Wie zijn overtredingen bedekt, zal niet voorspoedig zijn, maar wie ze belijdt en nalaat, zal barmhartigheid verkrijgen.
Spreuken 28 vers 13
Dit geldt voor alle mensen: voor mensen die nog geen vrede met God hebben, maar hun leven graag in orde willen brengen, maar ook voor kinderen van God die struikelen en in de zonde vallen.
God kan alleen zonden vergeven als wij ze oprecht voor Hem belijden. Zolang we een misstap toedekken of de ernst ervan afzwakken, zullen we geen innerlijke rust kennen en geen voorspoed hebben.

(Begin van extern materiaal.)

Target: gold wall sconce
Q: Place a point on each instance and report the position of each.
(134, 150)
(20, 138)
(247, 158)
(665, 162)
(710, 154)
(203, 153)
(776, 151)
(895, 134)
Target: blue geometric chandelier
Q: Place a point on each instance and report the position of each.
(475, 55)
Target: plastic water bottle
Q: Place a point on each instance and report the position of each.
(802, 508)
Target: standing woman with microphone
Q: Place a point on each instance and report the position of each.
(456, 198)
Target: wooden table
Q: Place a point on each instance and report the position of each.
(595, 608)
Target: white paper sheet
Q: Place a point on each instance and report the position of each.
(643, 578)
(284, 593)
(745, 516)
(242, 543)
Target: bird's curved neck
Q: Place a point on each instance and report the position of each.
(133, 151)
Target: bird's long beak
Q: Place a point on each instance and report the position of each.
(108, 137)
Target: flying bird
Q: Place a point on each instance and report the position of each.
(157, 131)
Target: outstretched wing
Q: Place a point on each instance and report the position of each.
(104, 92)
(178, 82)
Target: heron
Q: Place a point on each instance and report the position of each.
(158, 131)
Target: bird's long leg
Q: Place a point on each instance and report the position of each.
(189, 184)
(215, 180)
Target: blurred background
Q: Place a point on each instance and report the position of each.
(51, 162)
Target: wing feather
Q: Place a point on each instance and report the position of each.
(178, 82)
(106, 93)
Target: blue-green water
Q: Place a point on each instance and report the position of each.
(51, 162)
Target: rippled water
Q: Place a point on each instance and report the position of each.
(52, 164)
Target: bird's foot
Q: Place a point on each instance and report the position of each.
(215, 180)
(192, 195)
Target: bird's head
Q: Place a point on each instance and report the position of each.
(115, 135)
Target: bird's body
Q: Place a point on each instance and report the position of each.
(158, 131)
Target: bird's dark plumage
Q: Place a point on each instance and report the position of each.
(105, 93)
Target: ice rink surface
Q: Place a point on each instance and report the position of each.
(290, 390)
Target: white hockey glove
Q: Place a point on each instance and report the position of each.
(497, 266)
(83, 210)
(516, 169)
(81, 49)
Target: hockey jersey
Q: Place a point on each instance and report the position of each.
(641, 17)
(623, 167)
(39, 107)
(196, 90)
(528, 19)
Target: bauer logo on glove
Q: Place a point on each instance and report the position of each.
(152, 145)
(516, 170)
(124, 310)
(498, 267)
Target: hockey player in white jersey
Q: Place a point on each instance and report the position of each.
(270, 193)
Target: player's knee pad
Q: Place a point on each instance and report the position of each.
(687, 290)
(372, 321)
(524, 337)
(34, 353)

Het valt ons vaak niet makkelijk uit te spreken dat we gezondigd hebben. Het is zaak om in te zien wat de wortel van die zonde was, hoe we tot zondigen zijn gekomen. Misschien moeten we dan voortaan voor ons gevaarlijke plaatsen mijden of bepaalde gewoontes opgeven. We dienen immers niet alleen onze overtreding te bekennen, maar die ook te laten. We moeten vluchten voor de zonde en alles vermijden wat de zonde in ons leven zou kunnen brengen.
Dan zullen we barmhartigheid van God ontvangen. Die bestaat niet alleen daarin dat God ons vergeeft, maar ook dat Hij ons aan Zijn hart drukt.